For obvious reasons, I can't use this blog to comment often on local happenings that involve kids.
The Darisabel Baez murder, for example, is one instance of a case that I would love to be able to, uh, strongly express my opinions about, but I've gotta leave it alone.
Sunday's two child deaths, however, I just can't leave alone.
One was the drowning of 4-year-old Brent Bathory of Red Lion at Pinchot State Park. The other was the heat stroke death of 15-month-old Cassandra Starr, also of Red Lion, whose parents inadvertently left her in their van for three hours.
After coordinating coverage of both events all day yesterday, I went home last night, played with my kids, gave them baths, read them stories, kissed them too many times and tucked them into bed.
And then I cried.
I sobbed for almost 45 minutes.
I kept picturing Cassie Starr trapped in her car seat in her family's van, crying for mommy or daddy. I kept picturing Brent Bathory looking up from beneath the water, panicking as he tried to breathe.

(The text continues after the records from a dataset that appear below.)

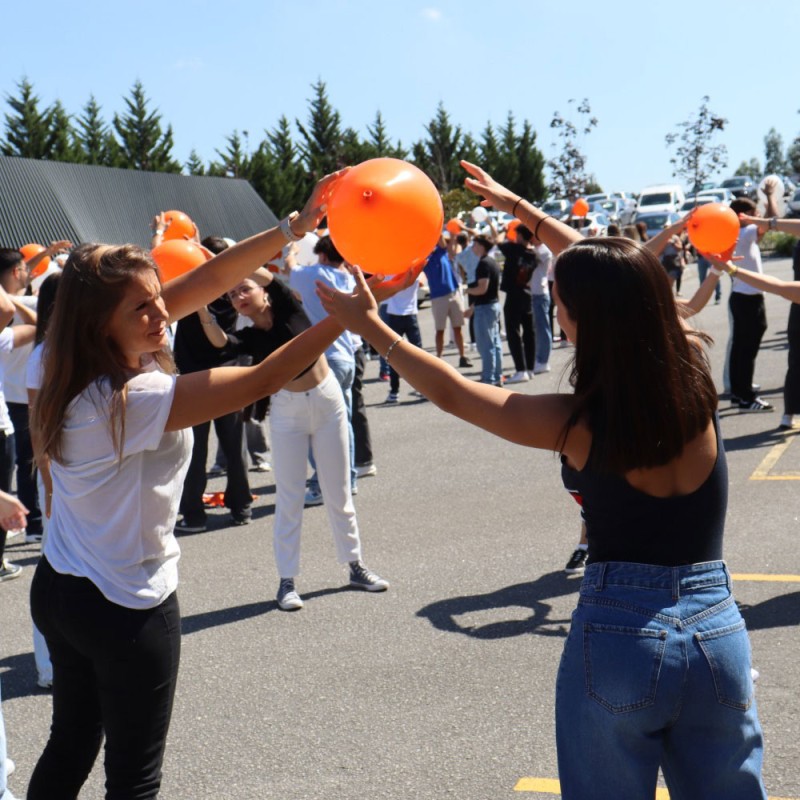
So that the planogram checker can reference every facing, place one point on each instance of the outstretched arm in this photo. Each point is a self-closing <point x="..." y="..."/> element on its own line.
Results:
<point x="534" y="421"/>
<point x="553" y="233"/>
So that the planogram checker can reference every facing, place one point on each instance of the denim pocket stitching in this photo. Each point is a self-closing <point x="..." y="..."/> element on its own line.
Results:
<point x="647" y="633"/>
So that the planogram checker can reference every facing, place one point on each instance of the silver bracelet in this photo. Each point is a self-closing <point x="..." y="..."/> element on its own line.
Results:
<point x="286" y="227"/>
<point x="391" y="347"/>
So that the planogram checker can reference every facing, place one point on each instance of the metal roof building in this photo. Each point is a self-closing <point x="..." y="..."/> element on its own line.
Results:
<point x="43" y="201"/>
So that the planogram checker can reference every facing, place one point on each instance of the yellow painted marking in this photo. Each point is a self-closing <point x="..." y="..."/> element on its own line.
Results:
<point x="550" y="786"/>
<point x="762" y="471"/>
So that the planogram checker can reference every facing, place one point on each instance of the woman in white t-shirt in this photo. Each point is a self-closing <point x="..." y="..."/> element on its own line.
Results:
<point x="112" y="416"/>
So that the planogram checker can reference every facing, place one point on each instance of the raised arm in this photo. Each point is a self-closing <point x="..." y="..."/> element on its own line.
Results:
<point x="200" y="286"/>
<point x="556" y="235"/>
<point x="534" y="421"/>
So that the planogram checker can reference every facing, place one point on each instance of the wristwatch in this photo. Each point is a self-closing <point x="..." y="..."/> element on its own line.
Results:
<point x="286" y="227"/>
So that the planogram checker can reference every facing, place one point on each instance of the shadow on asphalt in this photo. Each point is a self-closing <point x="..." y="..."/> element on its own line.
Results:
<point x="782" y="611"/>
<point x="533" y="595"/>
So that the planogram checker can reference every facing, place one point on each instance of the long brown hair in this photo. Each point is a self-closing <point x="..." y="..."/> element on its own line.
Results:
<point x="77" y="351"/>
<point x="644" y="389"/>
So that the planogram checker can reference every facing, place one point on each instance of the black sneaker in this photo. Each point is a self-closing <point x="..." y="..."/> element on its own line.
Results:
<point x="288" y="599"/>
<point x="363" y="578"/>
<point x="182" y="526"/>
<point x="577" y="562"/>
<point x="758" y="404"/>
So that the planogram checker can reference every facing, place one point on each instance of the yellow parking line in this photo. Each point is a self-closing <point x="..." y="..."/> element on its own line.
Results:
<point x="744" y="576"/>
<point x="550" y="786"/>
<point x="770" y="460"/>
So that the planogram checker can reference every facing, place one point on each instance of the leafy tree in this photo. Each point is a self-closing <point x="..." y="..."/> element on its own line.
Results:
<point x="568" y="167"/>
<point x="439" y="155"/>
<point x="321" y="146"/>
<point x="194" y="164"/>
<point x="751" y="168"/>
<point x="774" y="161"/>
<point x="142" y="141"/>
<point x="95" y="142"/>
<point x="696" y="158"/>
<point x="28" y="128"/>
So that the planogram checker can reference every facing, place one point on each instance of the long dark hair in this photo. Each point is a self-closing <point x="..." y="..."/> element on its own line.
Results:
<point x="77" y="351"/>
<point x="642" y="386"/>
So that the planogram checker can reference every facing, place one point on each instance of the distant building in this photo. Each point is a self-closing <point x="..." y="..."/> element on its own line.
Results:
<point x="43" y="201"/>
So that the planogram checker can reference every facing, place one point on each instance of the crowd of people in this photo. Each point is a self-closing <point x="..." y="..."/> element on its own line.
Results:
<point x="111" y="381"/>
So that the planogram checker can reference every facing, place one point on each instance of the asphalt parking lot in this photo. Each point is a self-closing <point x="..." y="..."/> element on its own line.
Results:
<point x="444" y="685"/>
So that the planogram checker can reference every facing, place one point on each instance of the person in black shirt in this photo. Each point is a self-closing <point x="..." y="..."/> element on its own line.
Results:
<point x="486" y="311"/>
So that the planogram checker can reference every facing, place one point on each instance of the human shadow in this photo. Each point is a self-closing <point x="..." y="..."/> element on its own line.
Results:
<point x="226" y="616"/>
<point x="534" y="595"/>
<point x="782" y="611"/>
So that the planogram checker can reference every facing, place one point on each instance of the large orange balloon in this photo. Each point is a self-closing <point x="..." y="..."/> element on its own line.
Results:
<point x="176" y="257"/>
<point x="180" y="225"/>
<point x="580" y="208"/>
<point x="713" y="228"/>
<point x="384" y="215"/>
<point x="29" y="251"/>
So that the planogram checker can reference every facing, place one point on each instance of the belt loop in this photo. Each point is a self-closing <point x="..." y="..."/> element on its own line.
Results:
<point x="601" y="576"/>
<point x="676" y="582"/>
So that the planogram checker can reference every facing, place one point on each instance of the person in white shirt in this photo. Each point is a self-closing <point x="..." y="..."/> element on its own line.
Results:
<point x="113" y="418"/>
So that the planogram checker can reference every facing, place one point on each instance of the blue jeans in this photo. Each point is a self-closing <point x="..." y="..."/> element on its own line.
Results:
<point x="487" y="337"/>
<point x="702" y="270"/>
<point x="345" y="372"/>
<point x="541" y="322"/>
<point x="656" y="672"/>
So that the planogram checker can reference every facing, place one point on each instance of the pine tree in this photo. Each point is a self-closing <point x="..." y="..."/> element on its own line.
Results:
<point x="93" y="136"/>
<point x="28" y="129"/>
<point x="143" y="143"/>
<point x="321" y="146"/>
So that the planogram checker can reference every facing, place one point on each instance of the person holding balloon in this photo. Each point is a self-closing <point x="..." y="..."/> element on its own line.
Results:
<point x="113" y="418"/>
<point x="655" y="671"/>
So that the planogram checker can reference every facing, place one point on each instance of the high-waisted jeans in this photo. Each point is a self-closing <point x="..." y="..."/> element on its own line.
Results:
<point x="656" y="673"/>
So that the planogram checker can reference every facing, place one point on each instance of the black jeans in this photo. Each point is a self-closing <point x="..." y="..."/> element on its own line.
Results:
<point x="408" y="326"/>
<point x="749" y="325"/>
<point x="114" y="672"/>
<point x="26" y="467"/>
<point x="230" y="434"/>
<point x="6" y="476"/>
<point x="518" y="314"/>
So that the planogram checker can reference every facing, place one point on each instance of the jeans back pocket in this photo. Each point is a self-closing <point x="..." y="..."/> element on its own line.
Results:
<point x="622" y="665"/>
<point x="727" y="651"/>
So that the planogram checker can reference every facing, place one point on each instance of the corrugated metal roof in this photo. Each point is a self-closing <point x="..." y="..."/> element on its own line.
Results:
<point x="43" y="201"/>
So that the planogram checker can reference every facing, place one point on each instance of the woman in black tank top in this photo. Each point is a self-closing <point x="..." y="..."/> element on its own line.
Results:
<point x="656" y="668"/>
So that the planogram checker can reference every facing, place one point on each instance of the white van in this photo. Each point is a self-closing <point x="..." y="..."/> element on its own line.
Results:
<point x="664" y="197"/>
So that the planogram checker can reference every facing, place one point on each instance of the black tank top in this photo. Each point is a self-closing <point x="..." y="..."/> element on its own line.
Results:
<point x="625" y="524"/>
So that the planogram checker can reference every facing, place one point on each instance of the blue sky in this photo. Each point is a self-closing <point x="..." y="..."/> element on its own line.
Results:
<point x="212" y="67"/>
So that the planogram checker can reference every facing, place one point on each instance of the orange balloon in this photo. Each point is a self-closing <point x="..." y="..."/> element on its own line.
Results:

I can handle adults shooting each other. I can handle politicians sniping, idiots spraying racial graffiti on signs and a guy impaling himself through the leg with a wrought-iron fence. In this line of work, I see graphic stories and photos of pain and suffering from around the world every day.
I can't handle it when it happens to kids, to babies. To the truly innocent among us. I don't understand how or why things such as these happen. In a way, I don't really know if I ever want to understand that.
But today, my heart hurts. I've been sick to my stomach for almost 24 hours now. And a new day of news is just beginning for me.


Don't you think that Jenny kissed her children that night "maybe too much" as well? Who wouldn't be sick at heart over such a tragedy! I just pray it doesn't happen to you or anyone else.